/baconizer

An interactive game based on the 6 Degrees of Kevin Bacon parlor game where players try to find the shortest path between actors

Primary LanguageJavaScript

Baconizer

Can you beat 6 degrees of separation? The goal of this game is to find the shortest path between any 2 actors by jumping between movies and actors.

Baconizer basics

Baconizer is based on the 6 Degrees of Kevin Bacon parlor game.

Baconizer win

Technologies

  • Backend: Node.JS, Express
  • Frontend: D3.js, JavaScript, HTML & CSS
  • Hosting: Heroku

Features

Massive Database

Baconizer has a local database of over 100,000 actors and over 200,000 movies, comprising about 100MB of raw data. This database was obtained by making millions of API calls to TMDb (not to be confused with IMDb) and then pruning and cleaning the responses after writing them all to local files. For example, movies with a single actor were removed as they would not provide a link between actors.

Every time the backend server starts up, it reads through this local database and holds references to every actor and movie as nodes in a large graph.
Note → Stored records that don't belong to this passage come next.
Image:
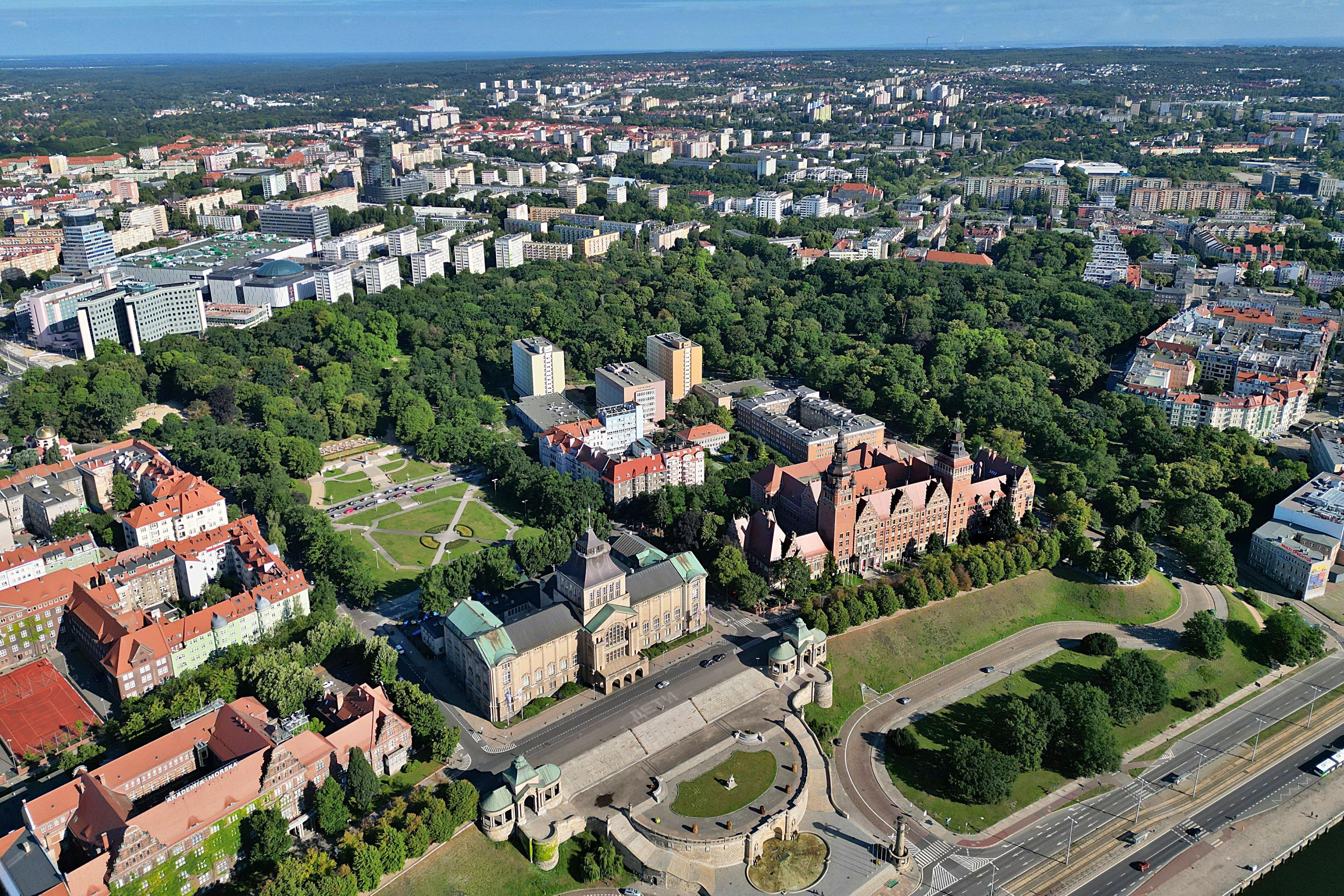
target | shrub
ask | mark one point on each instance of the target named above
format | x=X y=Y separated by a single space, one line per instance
x=902 y=742
x=1099 y=644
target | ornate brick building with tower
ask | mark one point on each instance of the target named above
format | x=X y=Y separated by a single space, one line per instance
x=870 y=507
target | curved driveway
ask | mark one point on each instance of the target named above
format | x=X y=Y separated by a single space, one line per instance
x=863 y=796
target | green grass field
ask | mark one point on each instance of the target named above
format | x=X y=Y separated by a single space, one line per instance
x=412 y=471
x=472 y=864
x=484 y=524
x=424 y=518
x=347 y=488
x=921 y=777
x=893 y=652
x=462 y=548
x=393 y=582
x=406 y=548
x=706 y=797
x=368 y=518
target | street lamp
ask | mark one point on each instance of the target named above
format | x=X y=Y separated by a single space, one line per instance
x=1195 y=790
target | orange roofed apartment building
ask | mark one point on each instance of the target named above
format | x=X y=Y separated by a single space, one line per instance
x=874 y=507
x=173 y=806
x=123 y=614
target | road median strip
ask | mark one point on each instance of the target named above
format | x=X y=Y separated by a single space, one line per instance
x=1092 y=854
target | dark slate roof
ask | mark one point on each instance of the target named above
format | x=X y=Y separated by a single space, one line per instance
x=29 y=866
x=539 y=628
x=589 y=572
x=652 y=581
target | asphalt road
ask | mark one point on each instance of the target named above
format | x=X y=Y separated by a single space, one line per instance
x=1226 y=735
x=863 y=733
x=1287 y=778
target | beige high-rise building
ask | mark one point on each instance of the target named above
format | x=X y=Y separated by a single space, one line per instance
x=538 y=367
x=677 y=359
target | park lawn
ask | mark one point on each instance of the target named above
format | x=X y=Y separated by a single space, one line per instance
x=896 y=651
x=412 y=774
x=368 y=518
x=1240 y=613
x=484 y=524
x=460 y=548
x=425 y=518
x=457 y=491
x=472 y=864
x=341 y=491
x=393 y=582
x=406 y=548
x=707 y=797
x=413 y=471
x=921 y=777
x=503 y=503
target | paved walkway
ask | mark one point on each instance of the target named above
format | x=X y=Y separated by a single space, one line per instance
x=316 y=491
x=867 y=792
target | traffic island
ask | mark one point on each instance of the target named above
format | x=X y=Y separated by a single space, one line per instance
x=790 y=866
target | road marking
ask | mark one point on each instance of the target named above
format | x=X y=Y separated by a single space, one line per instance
x=932 y=854
x=943 y=879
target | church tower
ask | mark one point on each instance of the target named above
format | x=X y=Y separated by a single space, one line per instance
x=836 y=506
x=958 y=469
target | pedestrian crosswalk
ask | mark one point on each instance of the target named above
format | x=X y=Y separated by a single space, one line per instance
x=943 y=879
x=931 y=854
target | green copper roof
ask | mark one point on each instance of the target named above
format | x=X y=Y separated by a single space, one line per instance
x=689 y=566
x=607 y=613
x=472 y=621
x=519 y=773
x=800 y=635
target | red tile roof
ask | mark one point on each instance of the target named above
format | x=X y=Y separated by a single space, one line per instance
x=38 y=707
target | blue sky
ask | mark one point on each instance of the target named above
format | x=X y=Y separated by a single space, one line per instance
x=494 y=27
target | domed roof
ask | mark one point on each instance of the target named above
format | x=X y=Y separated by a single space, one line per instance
x=279 y=268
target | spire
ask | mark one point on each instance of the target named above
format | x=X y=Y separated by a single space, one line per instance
x=839 y=458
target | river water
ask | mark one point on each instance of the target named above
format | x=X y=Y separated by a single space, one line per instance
x=1316 y=870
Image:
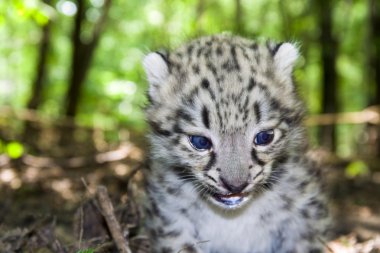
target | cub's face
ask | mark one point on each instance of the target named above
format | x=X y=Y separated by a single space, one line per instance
x=224 y=114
This allows for highly responsive performance when traversing this data.

Manufacturing a proprietary database and ensuring that kind of speed and performance was necessary based on the scope of the operations we're using in the guided gameplay functionality described below.

Guided Gameplay through Hints

hint process

Hints are key to the Baconizer gameplay experience: they provide help when you get stuck and make the game playable for those who may not know a lot about movies and actors. But in order to get hints in the first place, we need to know all possible shortest paths to get from our start actor to our end actor, which seems like a massive undertaking.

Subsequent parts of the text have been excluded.